Palestinian activist wins detention case
Friday 30 September 2011
A Palestinian activist detained on the orders of Home Secretary Theresa May is entitled to damages after being unlawfully held for two days, a High court judge ruled today.
Sheikh Raed Salah, 52, leader of the Islamic Movement in Israel, managed to enter the UK despite being banned.
He flew to the UK on June 25 for a short visit for meetings and other public engagements, including at the Houses of Parliament.
Three days later he was detained at his west London hotel, handcuffed and taken to Paddington Green police station and held for a total of 21 days.

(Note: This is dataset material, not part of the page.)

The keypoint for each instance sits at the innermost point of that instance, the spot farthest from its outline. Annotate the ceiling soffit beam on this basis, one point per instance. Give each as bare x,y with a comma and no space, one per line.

Today Mr Justice Nicol, sitting at the High Court in London, ruled that he was not given "proper and sufficient reasons" for his arrest on the 28th - "nor was he given them until some time on the 30th".
He was entitled to damages for wrongful detention during that period.
The Home Secretary served a deportation notice on the father of eight on the grounds that his presence in the UK was "not conducive to the public good".
Mrs May defended her action recently, saying she wanted to stop those who "encourage extremism" before it escalated to violence.
Mr Salah was eventually given bail on July 18. The amount of damages he will receive for the two days he was wrongly held have yet to be assessed.
The judge rejected his claim that his detention as a whole was contrary to the statutory power to detain and contrary to the Home Secretary's own policy on detention pending deportation.
Mr Salah is due to appeal in the near future against Mrs May's decision to deport him in separate proceedings before an immigration tribunal.
At a recent hearing in London, his QC, Raza Husain, argued that the Palestinian had been "confined without lawful authority" and his damages claim was "essentially one for false imprisonment".
Neil Sheldon, appearing for the Home Secretary, argued that Mrs May had acted reasonably and been legally entitled to order Mr Salah's detention pending deportation on the basis that his presence in the UK was not conducive to the public good.